Using Cloud Storage

Introduction

Using some form of cloud storage has become a common use case with services provided by external parties, such as Amazon S3, Google Cloud Storage or Azure Storage.

Letting our command-line tools read from cloud storage is done by simply providing the URLs to the content as input. Authentication can be added as outlined in Authenticate requests to AWS S3.

However, writing to cloud storage in an optimal way is a little more complex. This guide will cover writing directly to AWS S3, Google Cloud Storage and Azure Blob storage. The approach described here pipes the output of our command-line tools to the native tools provided by these platforms to guarantee the best interoperability and other benefits:

  • Orthogonal between cloud vendors (it works the same)

  • Agnostic to chosen architecture (it works anywhere, from on-prem hardware to cloud to hybrid/multi cloud)

  • Streaming: not having arbitrary file limits when for instance using PUT

  • Scalable: adding or removing processing entities based on load

  • Separation of concern: each cloud vendor supports their own tooling (and can be asked about it)

  • Being failsafe and able to handle error situations

  • Not implement any proprietary protocols but use standard practice

Amazon S3 (Simple Storage Service)

To write the output of mp4split directly to S3 we use the AWS CLI.
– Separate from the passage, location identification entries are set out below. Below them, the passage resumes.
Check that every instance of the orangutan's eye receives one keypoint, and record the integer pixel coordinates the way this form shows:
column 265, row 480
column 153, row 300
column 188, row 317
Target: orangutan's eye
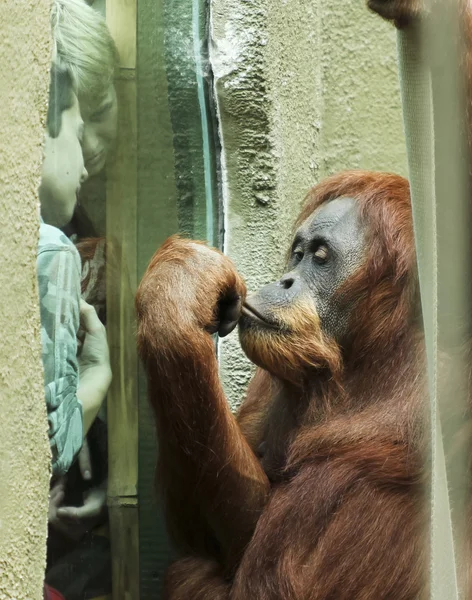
column 321, row 254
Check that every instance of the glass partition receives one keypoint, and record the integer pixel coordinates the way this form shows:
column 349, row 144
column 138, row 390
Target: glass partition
column 158, row 176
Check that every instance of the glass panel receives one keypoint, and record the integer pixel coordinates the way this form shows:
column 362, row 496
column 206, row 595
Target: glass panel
column 150, row 151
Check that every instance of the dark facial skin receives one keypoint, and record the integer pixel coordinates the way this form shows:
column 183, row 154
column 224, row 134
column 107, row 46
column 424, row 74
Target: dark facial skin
column 326, row 251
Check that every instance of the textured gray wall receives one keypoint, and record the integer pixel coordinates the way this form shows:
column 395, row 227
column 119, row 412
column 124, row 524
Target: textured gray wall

Linux distributions typically have this available as a prebuilt package, although often these are outdated versions. Updating to the latest recommended AWS CLI version 2 is relatively simple, as shown on the installation page.

To manipulate resources on S3, you use the aws s3 subcommand, which has many sub-commands. To download or upload files, you use the aws s3 cp sub-command.

Why we use Amazon S3 Multipart Uploads

We prefer to upload in "streaming" mode, which means that our tools produce chunks of data, and upload these chunks as they become available. This means that no temporary files are required, and data that already has been uploaded can be discarded on the client side.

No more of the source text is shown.